Despite the unthinkable circumstances, “Zola” is surprisingly relatable and groundbreaking in its portrayal of striptease as a stimulating art form rather than something shameful.
“Zola” premiered at the Sundance Film Festival in 2020, and it definitely gives Sundance vibes. It’s shot in a documentary style and interspersed with dreamlike footage – the perfect blend of realism imbued with magic. A first collection of scenes shows that Zola is quickly engrossed in her new friend, Stefani: Zola is lying on the sofa, thumbs working as she and Stefani recount their texts, the bubbles superimposed on the screen as the hissing continues text messages serenade our ears, their newfound friendship turns into a mutual obsession.
To show when the time has passed, there’s an accompanying shot of the building Zola is in, with the date and time displayed in the same font as an iPhone lock screen. These modern and tasteful embellishments make it aesthetically pleasing to the eye.

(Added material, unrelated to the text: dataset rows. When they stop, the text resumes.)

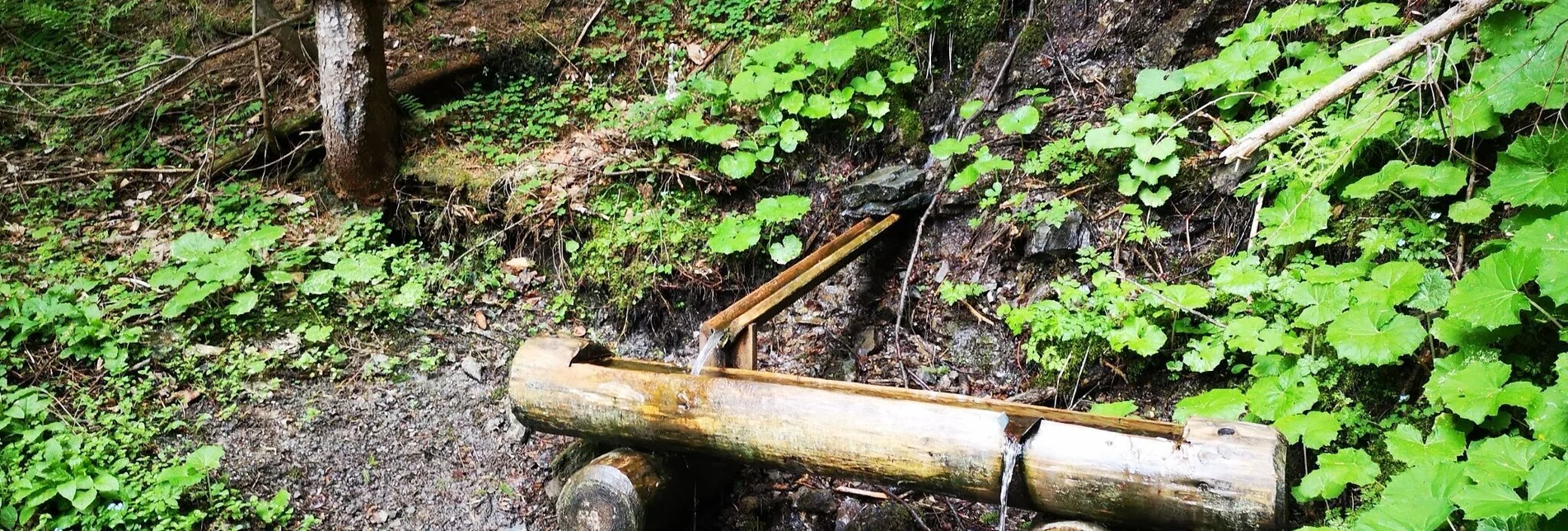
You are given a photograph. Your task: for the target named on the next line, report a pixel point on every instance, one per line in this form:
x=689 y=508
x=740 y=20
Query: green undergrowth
x=109 y=326
x=1401 y=316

Plus, “Zola” contains enough touches of artistic symbolism for me to take it seriously. In an aerial shot, as Zola and Stefani pee in two stalls side by side, the film memorably shows their respective urine. Zola’s is clear, while Stefani’s is an ominous dehydrated shade right next to the brown color – unhealthy, just like Stefani’s personal boundaries, as viewers will soon find out.

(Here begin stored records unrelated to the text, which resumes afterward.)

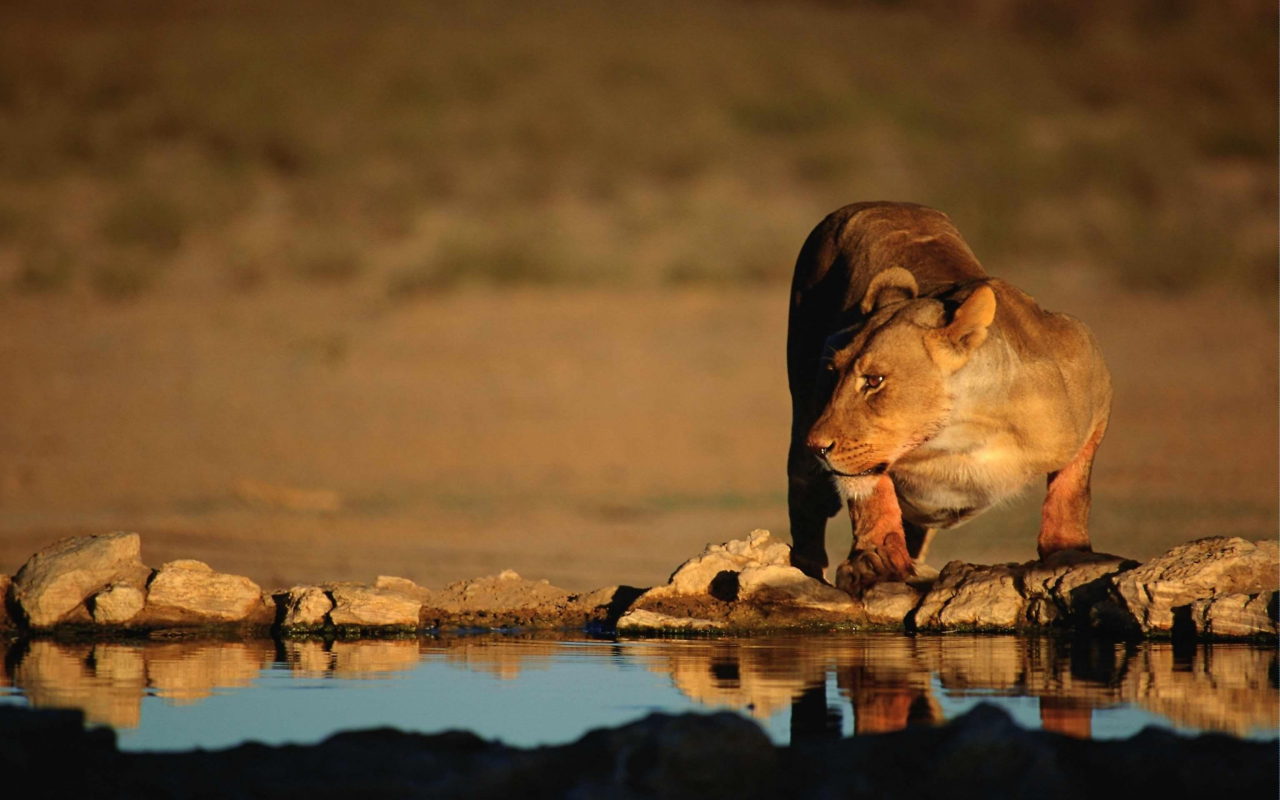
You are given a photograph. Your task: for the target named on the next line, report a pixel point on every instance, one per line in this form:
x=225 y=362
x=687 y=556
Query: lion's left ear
x=952 y=344
x=888 y=286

In another scene, when Stefani’s pimp yells at her boyfriend and reasserts his dominance over the entire group, the camera turns to the hotel room TV screen for a moment. There is a shoddy porn game, featuring a woman “struggling” to get her car out of a ditch, saying “I’m stuck!” Before the camera goes from the TV to Zola. It’s a sardonic echo of the tense atmosphere that permeates Zola’s hotel room.
Zola’s character feels so authentic; its sharp logic and down-to-earth attitude naturally demand the support of viewers. The rest of the characters are presented in an authentically imperfect manner, their actions pushing us away – I know I’ve had interactions with these same unsavory characters in public. “Zola” convinced me, for an hour and a half, that I was in the back of a pimp’s G-Wagen, supporting Zola through her grueling journey.
“‘Zola ‘encourages audiences to view striptease as an art form and to admire its aesthetic value without judgment. —Rorye Jones PO ’23
Finally, we have one of my favorite aspects of the film: its appreciative portrayal of striptease. Time and time again we’ve seen films use strippers as a cheap trick to arouse the viewer, reducing the dancers themselves to often unnamed, writhing bodies on stage while simultaneously attaching a sense of immorality. to the act.
Stripping is obviously inherently sexual, and harnessing that sexuality can be powerful. That said, movies shouldn’t be able to get away with it. operator the sultry nature of striptease while describing strippers as “dirty”.
The repeated objectification of strippers, combined with the denigration of their actions, creates an unpleasant sense of superiority that can bleed into societal attitudes and fuel others, unnecessary. violence target strippers. “Zola” refers to these hostile societal views to shatter the enchantment of a dance scene with a man hurling a racist remark at Zola on stage. We can feel the expression on Zola’s jaded, disappointed but not surprised face.
“Zola” encourages the public to view striptease as an art form and to admire its aesthetic value without judgment. As Zola dances, the stage is awash with dreamlike lights, multicolored garlands gently swaying in the background, and slow, sultry music. Through these effects, the viewer is clearly not supposed to get their pulse beat from the dance number, but rather are invited to see Zola’s beauty and athleticism.
The world is not just sparkling dance sequences, but at the same time, one can portray harsh realities without sacrificing the humanity of a dancer; “Zola” does a great job of balancing the two extremes. In short, please watch “Zola” – well worth the mad rush.
Rorye Jones PO ’23 is TSL’s TV and film columnist. She spends her days waiting for the end of the second season of “Euphoria” to be able to breathe the dust of Alexa Demie again. If you see her on campus, feel free to assail her with unsolicited TV and movie recommendations (actually).